An illustration showing a lowercase u201cmu201d on a grid, with shaded squares around the letter and horizontal and vertical lines roughly tracing it.Elements of Adobe’s secret answer to creating professional-quality fonts for various resolutions on shows and printers.John Warnock

It was Warnock who got here up with Adobe’s answer, turning the issue itself into the answer. The decision of the output would decide a set of procedures that will appropriate the fonts to optimize their look at that decision. Warnock, Brotz, and Paxton labored on the procedures for months, finally deciding on methods to outline key points of the font shapes and becoming them to the pixel rows and columns of the desired decision, altering some points of the character shapes relying on the decision. Eventually, the Adobe crew determined that best benefit lay in conserving these approaches and procedures as a commerce secret. They stayed secret in PostScript’s supply code, identified to only a few on the firm, till Warnock publicly disclosed them in a 2010 lecture. In this video clip, Geschke discusses the commerce secret within the PostScript supply code:

Chuck Geschke discusses the commerce secret within the PostScript supply codeComputer History Museum

The model of the PostScript supply code launched to the general public by the Computer History Museum is a really early model, relationship to late February 1984. While this model does include an early model of the “font hinting” procedures later stored as a commerce secret, these approaches have been fully rewritten, expanded, and refined by Bill Paxton in subsequent months. These adjustments have been crucial to the success of PostScript because it absolutely got here to market.

Editor’s word: This submit initially appeared on the weblog of the Computer History Museum.

Acknowledgements: Thank you to Doug Brotz and Bill Paxton for his or her useful feedback on a draft of this essay.

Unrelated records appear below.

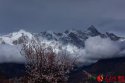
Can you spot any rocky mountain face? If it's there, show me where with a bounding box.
[0,25,124,48]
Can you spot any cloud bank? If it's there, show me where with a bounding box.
[0,44,25,63]
[69,36,125,65]
[0,36,125,65]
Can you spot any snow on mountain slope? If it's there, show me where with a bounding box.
[0,26,125,64]
[0,30,33,45]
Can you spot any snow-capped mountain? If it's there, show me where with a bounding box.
[0,25,125,47]
[0,26,125,64]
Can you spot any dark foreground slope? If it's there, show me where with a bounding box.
[0,58,125,83]
[69,58,125,83]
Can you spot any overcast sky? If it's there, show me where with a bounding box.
[0,0,125,35]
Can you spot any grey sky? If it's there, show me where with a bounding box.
[0,0,125,35]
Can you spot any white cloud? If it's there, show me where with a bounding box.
[0,44,25,62]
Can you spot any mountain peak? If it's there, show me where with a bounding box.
[86,25,101,36]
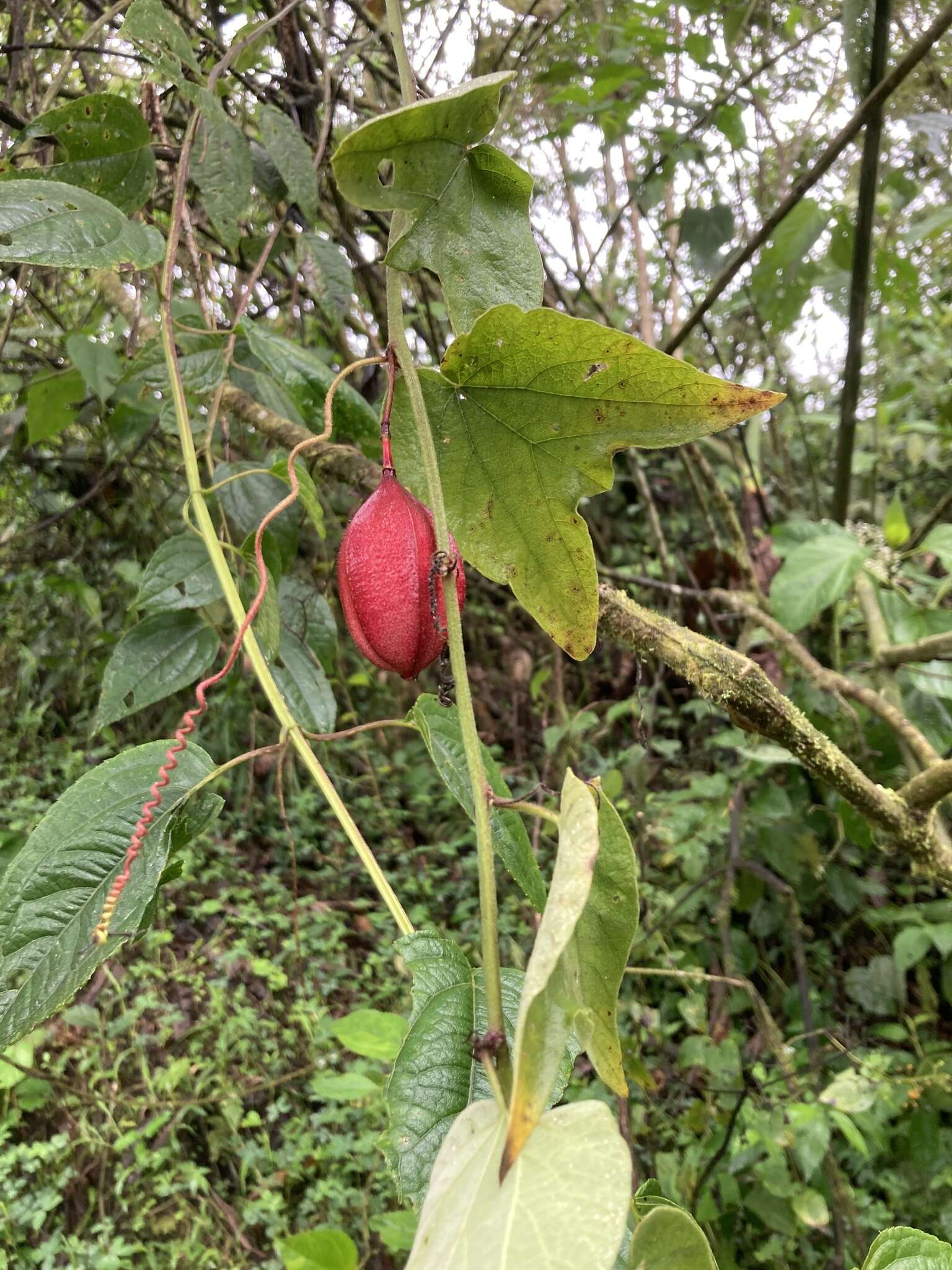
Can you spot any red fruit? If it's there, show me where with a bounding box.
[338,468,466,680]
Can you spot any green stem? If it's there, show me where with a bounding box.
[160,114,413,935]
[387,0,509,1056]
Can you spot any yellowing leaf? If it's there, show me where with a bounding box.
[406,1103,631,1270]
[392,305,782,659]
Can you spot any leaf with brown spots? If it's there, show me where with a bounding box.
[392,305,782,659]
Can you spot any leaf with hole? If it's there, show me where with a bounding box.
[0,180,165,269]
[333,71,542,332]
[406,1101,631,1270]
[392,305,782,659]
[258,105,317,221]
[93,612,218,734]
[136,533,222,610]
[410,692,546,912]
[382,931,578,1204]
[0,740,222,1049]
[0,93,155,212]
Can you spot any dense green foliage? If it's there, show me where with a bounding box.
[0,0,952,1270]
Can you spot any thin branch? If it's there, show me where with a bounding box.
[664,5,952,353]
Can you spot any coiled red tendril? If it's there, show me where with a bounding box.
[93,368,383,944]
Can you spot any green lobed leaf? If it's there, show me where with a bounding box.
[0,740,222,1049]
[628,1206,717,1270]
[27,371,86,446]
[258,105,317,221]
[136,533,222,610]
[410,692,546,912]
[0,93,155,212]
[382,931,578,1204]
[770,525,868,631]
[407,1101,631,1270]
[276,1227,359,1270]
[0,179,165,269]
[503,768,598,1170]
[190,110,252,250]
[570,791,638,1097]
[863,1225,952,1270]
[392,305,782,659]
[93,612,218,734]
[332,71,542,332]
[240,321,379,440]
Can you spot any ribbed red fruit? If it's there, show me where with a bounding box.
[338,468,466,680]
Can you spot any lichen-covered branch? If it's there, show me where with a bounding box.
[708,590,940,766]
[599,584,952,885]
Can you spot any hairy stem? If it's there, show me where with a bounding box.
[160,113,413,935]
[387,0,508,1062]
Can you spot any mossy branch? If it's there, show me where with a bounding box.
[599,584,952,885]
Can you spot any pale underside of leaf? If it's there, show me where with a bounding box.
[407,1103,631,1270]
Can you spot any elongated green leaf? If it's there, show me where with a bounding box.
[241,321,379,440]
[570,794,638,1097]
[770,526,868,631]
[503,770,598,1171]
[0,179,165,269]
[93,612,218,733]
[271,628,338,732]
[412,692,546,912]
[863,1225,952,1270]
[192,110,252,249]
[66,335,122,401]
[0,740,222,1050]
[258,105,317,221]
[407,1103,631,1270]
[628,1207,717,1270]
[27,371,86,446]
[394,305,781,659]
[0,93,155,212]
[333,71,542,332]
[136,533,222,610]
[383,931,576,1204]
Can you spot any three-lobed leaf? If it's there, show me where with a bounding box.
[0,740,222,1050]
[333,71,542,332]
[392,305,781,659]
[410,692,546,912]
[0,178,165,269]
[407,1101,631,1270]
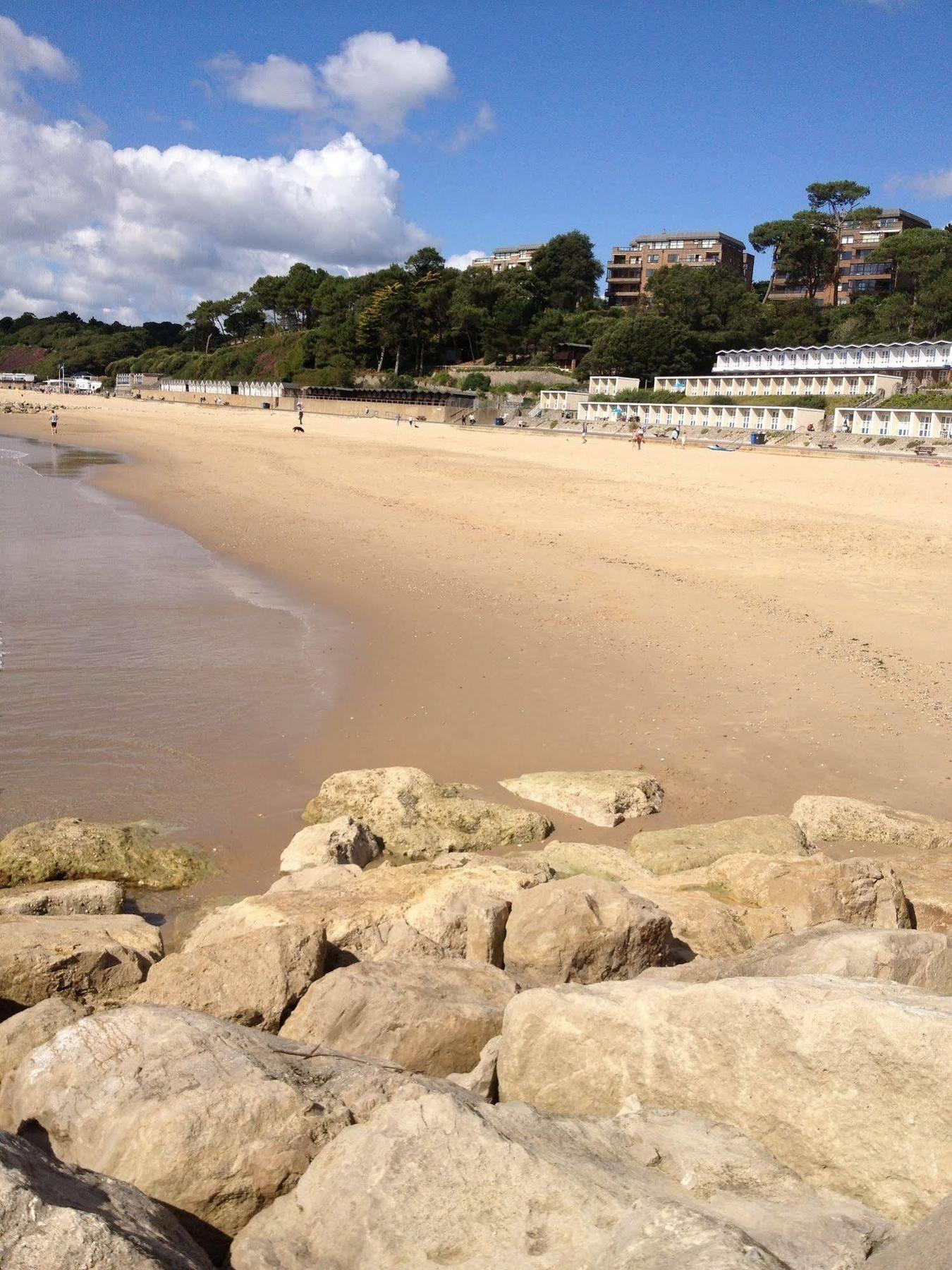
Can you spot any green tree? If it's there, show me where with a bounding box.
[525,230,604,310]
[581,313,697,384]
[750,212,836,301]
[869,227,952,339]
[460,371,492,392]
[750,181,882,305]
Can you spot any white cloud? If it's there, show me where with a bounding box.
[207,54,325,113]
[0,16,75,114]
[0,113,425,320]
[890,168,952,198]
[447,248,486,270]
[447,102,496,152]
[321,30,453,137]
[212,30,459,141]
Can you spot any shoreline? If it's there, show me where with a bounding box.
[4,397,952,876]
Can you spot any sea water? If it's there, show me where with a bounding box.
[0,437,350,890]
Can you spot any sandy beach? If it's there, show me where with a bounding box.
[3,397,952,876]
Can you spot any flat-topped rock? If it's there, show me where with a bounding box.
[649,922,952,994]
[281,956,515,1076]
[231,1087,892,1270]
[0,913,162,1006]
[281,816,382,873]
[498,975,952,1223]
[302,767,552,860]
[132,922,327,1032]
[0,1005,462,1251]
[0,878,124,917]
[503,875,674,987]
[0,1133,212,1270]
[0,816,212,890]
[499,770,664,828]
[791,794,952,851]
[188,854,551,969]
[525,842,911,957]
[628,816,810,873]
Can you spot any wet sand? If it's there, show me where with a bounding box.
[0,438,350,907]
[3,399,952,880]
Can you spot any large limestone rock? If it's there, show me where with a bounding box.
[660,852,911,940]
[281,957,515,1076]
[133,922,327,1032]
[650,922,952,994]
[188,854,551,969]
[0,816,211,890]
[499,771,664,828]
[0,913,162,1006]
[791,794,952,851]
[0,878,123,917]
[630,816,810,873]
[0,997,89,1086]
[498,975,952,1223]
[231,1092,891,1270]
[866,1195,952,1270]
[533,842,911,957]
[0,1005,467,1243]
[0,1133,212,1270]
[503,875,674,987]
[303,767,552,860]
[281,816,381,873]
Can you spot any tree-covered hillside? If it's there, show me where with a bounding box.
[0,222,952,385]
[0,313,183,380]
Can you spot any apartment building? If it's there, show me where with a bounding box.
[606,230,754,308]
[470,243,542,273]
[768,207,932,308]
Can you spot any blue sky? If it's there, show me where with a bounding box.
[0,0,952,316]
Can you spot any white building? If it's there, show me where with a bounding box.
[46,375,103,394]
[714,339,952,375]
[538,389,587,410]
[655,371,903,397]
[470,243,542,273]
[589,375,641,397]
[833,406,952,441]
[578,401,824,432]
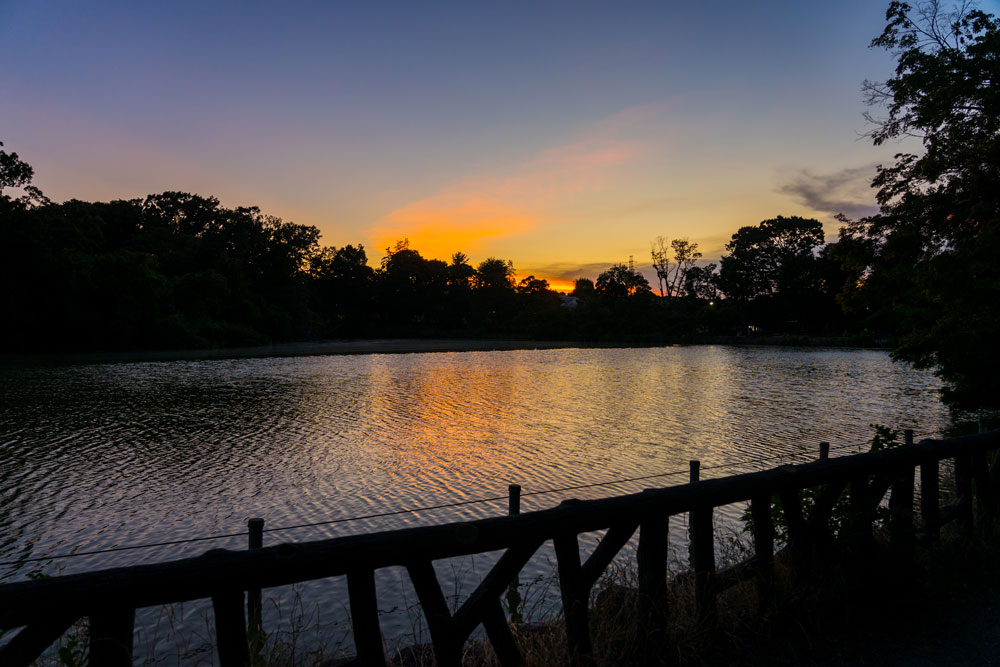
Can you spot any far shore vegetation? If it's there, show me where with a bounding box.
[0,2,1000,418]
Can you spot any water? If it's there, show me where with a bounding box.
[0,346,948,662]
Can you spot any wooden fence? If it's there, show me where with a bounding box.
[0,431,1000,667]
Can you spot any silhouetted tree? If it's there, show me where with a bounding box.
[649,236,670,297]
[594,264,652,298]
[842,1,1000,410]
[668,238,701,297]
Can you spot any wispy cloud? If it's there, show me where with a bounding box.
[369,104,665,257]
[777,164,878,218]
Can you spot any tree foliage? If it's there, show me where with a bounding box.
[847,2,1000,410]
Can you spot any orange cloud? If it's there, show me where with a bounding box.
[369,105,662,259]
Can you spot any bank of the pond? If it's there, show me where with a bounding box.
[0,335,890,365]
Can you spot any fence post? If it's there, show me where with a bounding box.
[247,517,264,655]
[750,495,774,611]
[504,484,524,626]
[920,459,941,544]
[889,428,914,555]
[689,461,715,627]
[955,454,973,531]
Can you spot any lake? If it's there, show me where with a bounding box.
[0,346,949,664]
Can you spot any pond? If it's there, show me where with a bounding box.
[0,346,949,664]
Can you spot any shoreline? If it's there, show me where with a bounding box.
[0,336,889,365]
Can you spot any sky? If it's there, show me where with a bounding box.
[0,0,996,286]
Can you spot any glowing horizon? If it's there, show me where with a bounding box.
[0,0,980,285]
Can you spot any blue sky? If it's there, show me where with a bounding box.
[0,0,996,290]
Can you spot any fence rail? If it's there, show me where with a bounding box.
[0,431,1000,667]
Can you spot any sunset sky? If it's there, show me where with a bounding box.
[0,0,997,290]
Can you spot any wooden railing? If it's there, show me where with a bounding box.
[0,431,1000,667]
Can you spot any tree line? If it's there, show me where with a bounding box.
[0,1,1000,418]
[0,151,860,352]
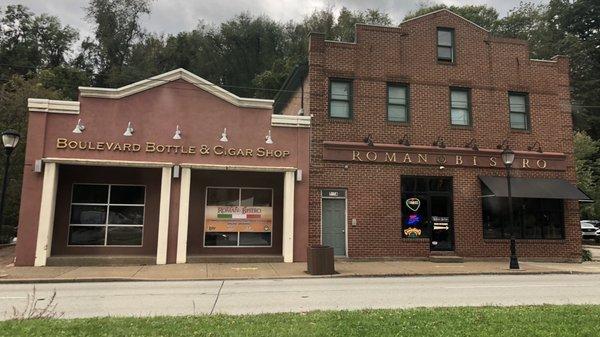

Thank you to Adobe and Doug Menuez for permission to make use of a number of photos.

This essay is predicated on oral histories and interviews carried out by the Computer History Museum in addition to a number of crucial revealed sources:

John E. Warnock, “The Origins of PostScript,” in IEEE Annals of the History of Computing, vol. 40, no. 3, pp. 68-76, Jul.-Sep. 2018, doi: 10.1109/MAHC.2018.033841112.

John E. Warnock, “Simple Ideas That Changed Printing and Publishing,” in Proceedings of the American Philosophical Society, vol. 156, no. 4, 2012, pp. 363–78. JSTOR, http://www.jstor.org/stable/23558230.

John E. Warnock and Charles Geschke, “Founding and Growing Adobe Systems, Inc.,” in IEEE Annals of the History of Computing, vol. 41, no. 3, pp. 24-34, July-Sept. 2019, doi: 10.1109/MAHC.2019.2923397.